Am nächsten Morgen wurde ich von meiner kitzelnden Nase geweckt. Ich musste laut niesen und wirbelte eine hauchdünne Schicht Staub auf, die sich auf der Bettdecke gebildet hatte. Müde blinzelte ich und stutzte, dass mich bereits die Sonne blendete. War es schon so spät?
Ein Blick zu Tims Matratze sagte mir, dass er schon ohne mich aufgestanden war. Sie war leer, nur das Shirt, das er für die Nacht getragen hatte, lag zusammengeknüllt neben dem Kopfkissen.

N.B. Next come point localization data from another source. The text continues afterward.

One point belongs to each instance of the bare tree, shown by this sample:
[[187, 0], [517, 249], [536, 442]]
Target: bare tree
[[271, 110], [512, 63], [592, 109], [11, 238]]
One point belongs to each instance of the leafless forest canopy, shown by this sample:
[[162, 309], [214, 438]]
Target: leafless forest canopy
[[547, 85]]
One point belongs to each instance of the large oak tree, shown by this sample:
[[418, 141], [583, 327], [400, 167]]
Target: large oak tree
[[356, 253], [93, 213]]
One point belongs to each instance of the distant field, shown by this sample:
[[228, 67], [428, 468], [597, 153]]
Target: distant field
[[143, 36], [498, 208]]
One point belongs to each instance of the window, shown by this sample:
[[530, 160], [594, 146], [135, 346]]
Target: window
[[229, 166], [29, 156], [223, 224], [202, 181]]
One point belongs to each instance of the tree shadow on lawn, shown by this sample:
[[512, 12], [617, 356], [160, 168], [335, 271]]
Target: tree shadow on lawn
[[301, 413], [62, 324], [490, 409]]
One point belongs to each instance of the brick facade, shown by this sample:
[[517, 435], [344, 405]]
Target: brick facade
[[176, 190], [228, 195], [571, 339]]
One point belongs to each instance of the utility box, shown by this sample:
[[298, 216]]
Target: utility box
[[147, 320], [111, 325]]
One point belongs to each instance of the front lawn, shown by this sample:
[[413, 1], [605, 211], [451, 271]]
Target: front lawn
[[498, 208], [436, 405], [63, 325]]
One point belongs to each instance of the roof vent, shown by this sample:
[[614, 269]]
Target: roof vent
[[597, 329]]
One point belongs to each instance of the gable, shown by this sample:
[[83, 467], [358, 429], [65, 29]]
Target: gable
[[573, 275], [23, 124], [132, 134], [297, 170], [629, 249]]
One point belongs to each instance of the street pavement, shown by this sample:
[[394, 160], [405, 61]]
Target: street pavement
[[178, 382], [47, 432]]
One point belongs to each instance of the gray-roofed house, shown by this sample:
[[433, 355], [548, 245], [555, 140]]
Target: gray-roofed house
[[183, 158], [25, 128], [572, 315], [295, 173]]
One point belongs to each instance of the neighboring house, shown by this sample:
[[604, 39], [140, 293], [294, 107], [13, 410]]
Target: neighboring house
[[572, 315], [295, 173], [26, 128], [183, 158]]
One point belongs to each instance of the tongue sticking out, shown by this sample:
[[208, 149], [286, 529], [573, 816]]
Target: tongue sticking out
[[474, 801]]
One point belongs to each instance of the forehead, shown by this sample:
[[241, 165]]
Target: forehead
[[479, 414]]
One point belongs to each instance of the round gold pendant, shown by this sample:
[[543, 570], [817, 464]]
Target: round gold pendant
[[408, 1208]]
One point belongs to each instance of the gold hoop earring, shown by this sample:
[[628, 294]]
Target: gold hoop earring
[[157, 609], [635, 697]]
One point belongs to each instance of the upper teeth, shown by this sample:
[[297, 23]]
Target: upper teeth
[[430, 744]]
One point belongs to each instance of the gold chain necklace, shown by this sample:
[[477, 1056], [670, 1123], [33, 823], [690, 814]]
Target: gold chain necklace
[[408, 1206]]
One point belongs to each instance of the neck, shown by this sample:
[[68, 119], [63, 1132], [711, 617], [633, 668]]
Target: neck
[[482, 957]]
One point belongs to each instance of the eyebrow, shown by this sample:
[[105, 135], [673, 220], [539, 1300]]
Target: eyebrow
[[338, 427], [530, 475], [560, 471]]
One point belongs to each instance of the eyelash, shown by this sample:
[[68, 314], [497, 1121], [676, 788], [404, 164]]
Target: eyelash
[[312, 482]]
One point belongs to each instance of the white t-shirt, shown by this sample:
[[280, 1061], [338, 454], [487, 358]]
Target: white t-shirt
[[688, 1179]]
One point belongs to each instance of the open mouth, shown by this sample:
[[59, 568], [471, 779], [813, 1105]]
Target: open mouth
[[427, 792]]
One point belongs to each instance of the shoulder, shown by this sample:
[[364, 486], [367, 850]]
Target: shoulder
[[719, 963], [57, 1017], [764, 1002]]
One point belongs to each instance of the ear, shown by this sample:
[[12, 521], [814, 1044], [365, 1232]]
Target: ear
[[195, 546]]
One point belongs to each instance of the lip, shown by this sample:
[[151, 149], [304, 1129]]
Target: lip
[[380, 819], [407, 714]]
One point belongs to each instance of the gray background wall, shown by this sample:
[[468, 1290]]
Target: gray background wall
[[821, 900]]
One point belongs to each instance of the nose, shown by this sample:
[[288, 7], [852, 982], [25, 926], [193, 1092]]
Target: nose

War er einfach gegangen, ohne mich aufzuwecken? ...achja, bestimmt wegen unserem Gespräch in der Nacht. Das war schließlich nicht gerade goldig zuende gegangen. Kurz durchfuhr mich nochmal die Angst davor, dass er meinen tiefen Schlaf ausgenutzt haben könnte, aber ich spürte nichts und beruhigte mich schnell wieder. Er hatte mich in Ruhe gelassen. Glück gehabt!

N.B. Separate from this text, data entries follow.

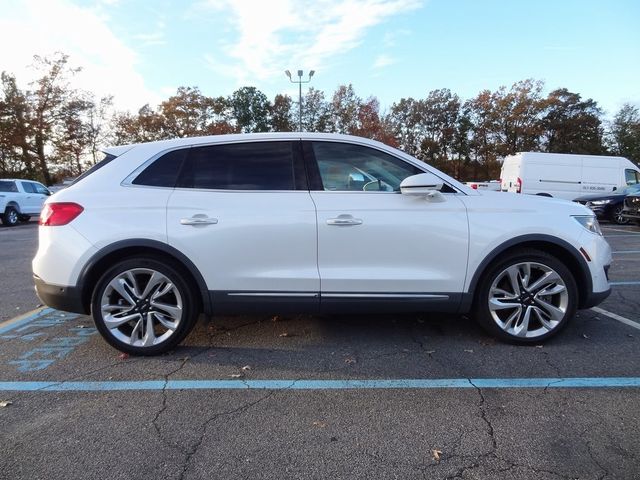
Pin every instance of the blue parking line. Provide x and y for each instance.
(12, 324)
(402, 384)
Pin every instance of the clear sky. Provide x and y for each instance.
(141, 51)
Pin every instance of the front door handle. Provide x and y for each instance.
(344, 220)
(198, 220)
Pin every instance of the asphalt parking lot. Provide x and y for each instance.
(426, 396)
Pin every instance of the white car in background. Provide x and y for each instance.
(490, 185)
(299, 222)
(20, 200)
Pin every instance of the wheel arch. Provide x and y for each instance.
(106, 257)
(562, 250)
(13, 204)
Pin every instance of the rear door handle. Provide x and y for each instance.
(198, 220)
(344, 220)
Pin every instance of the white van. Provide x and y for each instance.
(566, 176)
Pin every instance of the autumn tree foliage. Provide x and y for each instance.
(51, 129)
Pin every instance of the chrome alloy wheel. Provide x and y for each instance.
(528, 299)
(141, 307)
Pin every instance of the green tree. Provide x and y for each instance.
(281, 114)
(624, 137)
(572, 125)
(315, 112)
(16, 157)
(343, 110)
(250, 108)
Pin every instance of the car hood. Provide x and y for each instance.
(518, 201)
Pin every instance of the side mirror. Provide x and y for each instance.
(422, 184)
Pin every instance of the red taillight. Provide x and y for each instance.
(56, 214)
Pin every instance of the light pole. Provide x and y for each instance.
(299, 82)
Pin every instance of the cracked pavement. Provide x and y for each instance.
(482, 433)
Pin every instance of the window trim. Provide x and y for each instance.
(299, 170)
(315, 179)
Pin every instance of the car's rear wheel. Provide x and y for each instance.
(616, 216)
(526, 297)
(11, 217)
(143, 306)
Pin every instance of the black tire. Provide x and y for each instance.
(11, 217)
(615, 216)
(180, 297)
(531, 302)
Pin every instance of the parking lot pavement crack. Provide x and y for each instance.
(537, 471)
(485, 416)
(191, 452)
(605, 472)
(163, 407)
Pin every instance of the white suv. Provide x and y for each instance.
(158, 232)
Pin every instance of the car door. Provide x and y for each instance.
(375, 243)
(243, 214)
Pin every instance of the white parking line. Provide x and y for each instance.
(617, 317)
(620, 230)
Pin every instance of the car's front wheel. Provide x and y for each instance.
(11, 217)
(526, 297)
(143, 306)
(616, 216)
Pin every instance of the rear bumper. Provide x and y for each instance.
(68, 299)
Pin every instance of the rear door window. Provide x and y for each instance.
(241, 166)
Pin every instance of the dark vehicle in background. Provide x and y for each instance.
(631, 209)
(609, 206)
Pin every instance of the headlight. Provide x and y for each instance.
(589, 222)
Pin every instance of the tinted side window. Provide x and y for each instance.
(41, 189)
(163, 172)
(345, 167)
(8, 186)
(240, 166)
(28, 187)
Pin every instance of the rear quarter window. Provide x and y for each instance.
(8, 186)
(164, 171)
(240, 166)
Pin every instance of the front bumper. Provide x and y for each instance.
(630, 213)
(68, 299)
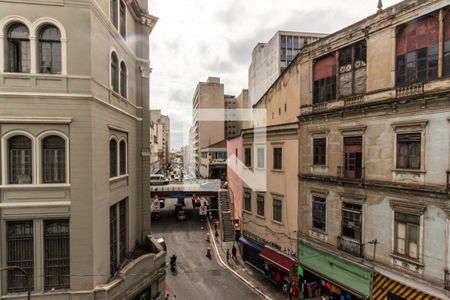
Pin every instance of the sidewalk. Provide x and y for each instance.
(246, 271)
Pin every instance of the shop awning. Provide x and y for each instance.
(251, 244)
(277, 258)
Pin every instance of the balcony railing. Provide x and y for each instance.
(350, 246)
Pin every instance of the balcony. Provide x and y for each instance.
(350, 246)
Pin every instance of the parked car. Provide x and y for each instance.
(181, 216)
(158, 179)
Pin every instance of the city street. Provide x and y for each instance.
(197, 277)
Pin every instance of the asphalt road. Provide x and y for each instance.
(197, 276)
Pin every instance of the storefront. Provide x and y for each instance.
(325, 275)
(385, 288)
(250, 251)
(278, 266)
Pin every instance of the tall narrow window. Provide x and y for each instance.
(50, 50)
(123, 80)
(114, 72)
(18, 50)
(53, 159)
(353, 157)
(113, 13)
(123, 157)
(277, 158)
(123, 231)
(123, 20)
(20, 160)
(417, 51)
(407, 235)
(112, 158)
(56, 254)
(319, 213)
(325, 79)
(260, 205)
(320, 151)
(277, 210)
(20, 252)
(113, 239)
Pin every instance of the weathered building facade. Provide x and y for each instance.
(74, 148)
(374, 137)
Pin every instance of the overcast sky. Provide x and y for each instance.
(194, 39)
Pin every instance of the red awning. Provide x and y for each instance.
(277, 259)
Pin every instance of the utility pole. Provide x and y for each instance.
(8, 268)
(373, 242)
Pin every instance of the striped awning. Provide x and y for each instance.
(385, 288)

Ich sank zurück auf das weiche Bett, streckte mich und gähnte und genoss einen Augenblick lang das Gefühl, einen Tag ohne Hektik zu beginnen. Keine Familie, die ihr Frühstück zubereitet haben wollte und keine Schule mehr. Dann fiel mir wieder ein, um was Molly mich gestern Abend noch gebeten hatte. Das Gras sensen! Und ich Drops hatte bestimmt schon den halben Vormittag verschlafen! Ob ich heute noch die ganze Wiese schaffen würde? Und dann war ja noch die Reitstunde! Ich musste mich beeilen!
In Rekordzeit zog ich mich an und wetzte die Treppe hinunter. Molly saß am Essenstisch, eine kleine runde Brille auf ihrer Stupsnase und verglich gerade einige eng bedruckte Papiere miteinander. "Du lieber Himmel, was ist denn los?", wollte sie wissen, als ich aufgewühlt an ihr vorbei stürmte, doch ich hatte es so eilig, dass ich ihr nicht einmal antworten konnte. Sogar dass mein Bauch knurrte, vergaß ich total.

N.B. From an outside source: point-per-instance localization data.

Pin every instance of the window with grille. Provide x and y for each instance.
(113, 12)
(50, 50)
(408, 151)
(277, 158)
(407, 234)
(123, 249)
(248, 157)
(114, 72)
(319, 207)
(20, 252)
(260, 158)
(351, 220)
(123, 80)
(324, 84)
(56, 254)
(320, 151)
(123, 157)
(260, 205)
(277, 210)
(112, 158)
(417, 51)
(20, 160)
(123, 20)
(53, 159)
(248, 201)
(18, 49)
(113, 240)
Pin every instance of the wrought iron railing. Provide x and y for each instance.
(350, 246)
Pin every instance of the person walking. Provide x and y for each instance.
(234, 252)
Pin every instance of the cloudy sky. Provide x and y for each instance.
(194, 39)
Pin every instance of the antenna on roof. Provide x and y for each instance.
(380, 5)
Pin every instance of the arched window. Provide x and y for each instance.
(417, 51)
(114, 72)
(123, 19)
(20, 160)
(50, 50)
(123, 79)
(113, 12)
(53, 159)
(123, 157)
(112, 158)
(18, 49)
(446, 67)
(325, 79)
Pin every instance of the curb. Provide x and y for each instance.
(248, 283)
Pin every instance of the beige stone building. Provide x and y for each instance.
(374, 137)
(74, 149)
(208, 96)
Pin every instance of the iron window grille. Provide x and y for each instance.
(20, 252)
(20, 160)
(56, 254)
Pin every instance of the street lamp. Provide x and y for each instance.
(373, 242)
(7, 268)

Die Sense war bestimmt irgendwo im Stall untergebracht, ich glaubte mich daran zu erinnern, sie in der Sattelkammer gesehen zu haben, wie sie an der Wand gelehnt hatte. Also lief ich auf die Flügeltore zu, ohne mein Tempo zu verringern und prallte direkt hinter der ersten Ecke mit etwas zusammen. Oder besser gesagt, mit jemandem. "Ufff, Stegi! Pass doch auf! Und renn nicht zwischen den Boxen herum, du machst die Tiere nervös!"
Durch den Schwung war ich auf meinen Hintern gefallen und schaute jetzt zu einem sehr gestresst wirkenden Tim in die Höhe. Er hatte sich wieder einen Halm zwischen seine Lippen geklemmt, musterte mich kurz kühl und ging dann weiter, ohne mir wieder auf die Beine zu helfen. Ich schluckte, rappelte mich auf und lief ihm hinterher, diesmal in einem angemessenem Tempo. "Ich wollte die Sense holen. Tut mir leid, ich wollte mich nur beeilen und habe nicht nachgedacht."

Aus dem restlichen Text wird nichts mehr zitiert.